Citou ainda que não havia lido o material da PF, defendendo que fosse realizada nesta sexta-feira (13) uma sessão extraordinária, para resolver o caso antes do Carnaval, “para isso não ficar sangrando, porque não é só você [Toffoli] que sangra, é a Corte inteira”.
Luiz Fux
“O ministro Toffoli para mim tem fé pública. Meu voto é a favor dele. Acabou. Eu não sei o que vocês estão discutindo”, disse Luiz Fux, numa das intervenções mais rápidas da sessão reservada.
Alexandre de Moraes
Moraes disse ser “amigo” de Andrei Rodrigues, diretor-geral da Polícia Federal, mas que seu voto seria a favor de Toffoli.
O ministro falou em defesa da “institucionalidade”, que a PF fez um papel sujo e que, se houve uma investigação, era tudo nulo.
Nunes Marques
“Isso é um absurdo: o juiz lá da comarca do interior passará a ser comandado pelo delegado local se aceitarmos esse tipo de situação. Acabou o Poder Judiciário do Brasil”, disse Nunes Marques, citando que não caberia suspeição na relatoria de Toffoli.
“O sr. [Fachin] não pode colocar em votação a arguição. Minha sugestão é que o ministro relator do processo faça uma proposição dizendo que não é impedido nem suspeito e coloque os argumentos dele diante do que foi apresentado e a gente vota. E pelo que vi aqui, ele vai ter maioria. O ideal seria unanimidade, presidente. Mas estou falando mais sobre encaminhamento, pois do mérito eu não tenho dúvida”, prosseguiu.
André Mendonça
Por sua vez, Mendonça concordou com Cármen Lúcia a respeito de existir uma “crise de institucionalidade” na Corte.

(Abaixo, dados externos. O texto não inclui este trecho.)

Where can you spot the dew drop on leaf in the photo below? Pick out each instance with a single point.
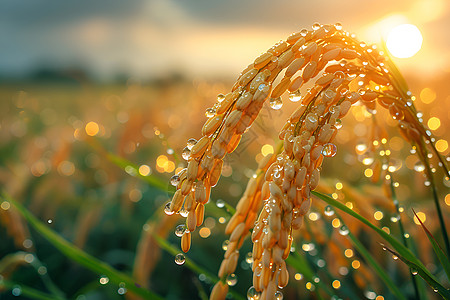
(180, 259)
(276, 103)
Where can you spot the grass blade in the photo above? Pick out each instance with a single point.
(27, 291)
(81, 257)
(437, 249)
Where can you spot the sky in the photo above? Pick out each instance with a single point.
(155, 38)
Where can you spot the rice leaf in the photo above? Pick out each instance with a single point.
(433, 283)
(405, 252)
(436, 247)
(375, 266)
(172, 249)
(81, 257)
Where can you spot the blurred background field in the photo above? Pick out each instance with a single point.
(80, 82)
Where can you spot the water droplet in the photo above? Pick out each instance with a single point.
(249, 258)
(361, 148)
(279, 295)
(316, 26)
(261, 86)
(258, 269)
(210, 112)
(343, 230)
(370, 295)
(186, 154)
(175, 180)
(394, 165)
(231, 279)
(295, 96)
(180, 259)
(191, 143)
(167, 209)
(253, 294)
(104, 280)
(329, 150)
(180, 229)
(419, 166)
(276, 103)
(329, 211)
(183, 212)
(225, 245)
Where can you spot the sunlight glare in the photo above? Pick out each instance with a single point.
(404, 41)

Ainda segundo o novo relator do caso, ele listou o que leu do relatório da PF. “Tem uma questão sobre o que é descrito como relação íntima do ministro Toffoli e Vorcaro”, ponderou.
“Isso não existe. Está aqui claro que não existe: relação íntima em 6 anos só com 6 minutos de conversa? Como disse o ministro Fux, a palavra do ministro Toffoli tem fé pública. Então, isso está descartado”, seguiu.

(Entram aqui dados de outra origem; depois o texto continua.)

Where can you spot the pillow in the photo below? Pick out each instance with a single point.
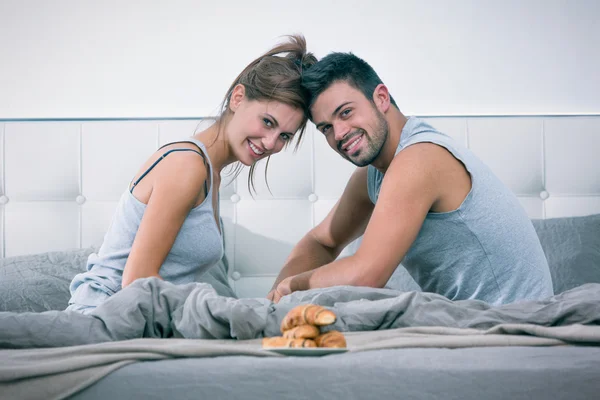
(572, 248)
(40, 282)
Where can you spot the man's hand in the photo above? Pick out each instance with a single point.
(283, 289)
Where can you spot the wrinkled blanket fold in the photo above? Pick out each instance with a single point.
(83, 348)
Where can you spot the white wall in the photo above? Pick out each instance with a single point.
(132, 59)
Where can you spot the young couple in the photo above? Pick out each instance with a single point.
(416, 197)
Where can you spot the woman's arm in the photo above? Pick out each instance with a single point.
(177, 186)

E finalizou dizendo: “Pode acontecer com qualquer um de nós [investida da Polícia Federal]. Quero saber se vão dar esse tratamento para mim.”
Cristiano Zanin
Na abertura de sua fala, Zanin disse que pretendia votar a favor da permanência de Toffoli como relator.
“Sou há um ano e meio relator de um caso que envolve três ministros do STJ (Superior Tribunal de Justiça) e a Polícia Federal até hoje mandou para mim muito menos informação do que essas 200 páginas, com fotos de satélite, cruzamento de celulares…? Isso aqui tudo é nulo.”
Flávio Dino
O ministro Flávio Dino começou dizendo que concordava “com tudo o que foi dito”.

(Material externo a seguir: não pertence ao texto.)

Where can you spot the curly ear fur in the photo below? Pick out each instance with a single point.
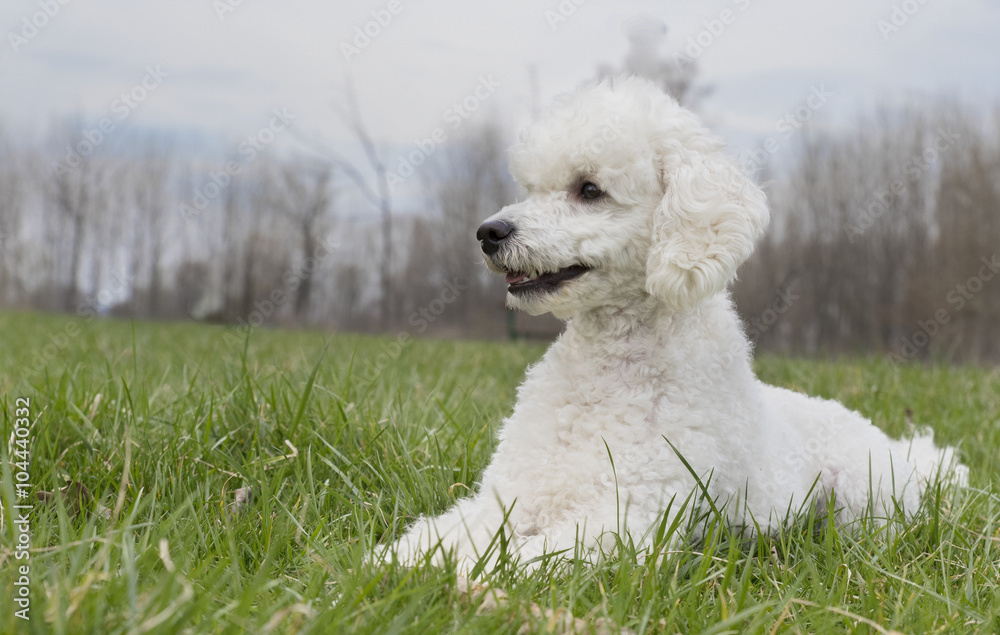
(703, 230)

Mas foi logo afirmando: “Essas 200 páginas para mim são um lixo jurídico. Não adianta discutir esse lixo jurídico. A crise hoje é política, presidente [Fachin]. Em 2035, se Deus me der saúde, eu quero estar nesta cadeira. E esta cadeira tem bônus e ônus. Eu acho que não adianta pensar nesta cadeira só nos bônus. Eu acho, sr. presidente, que o sr. deveria ter resolvido isso dentro da institucionalidade da presidência”.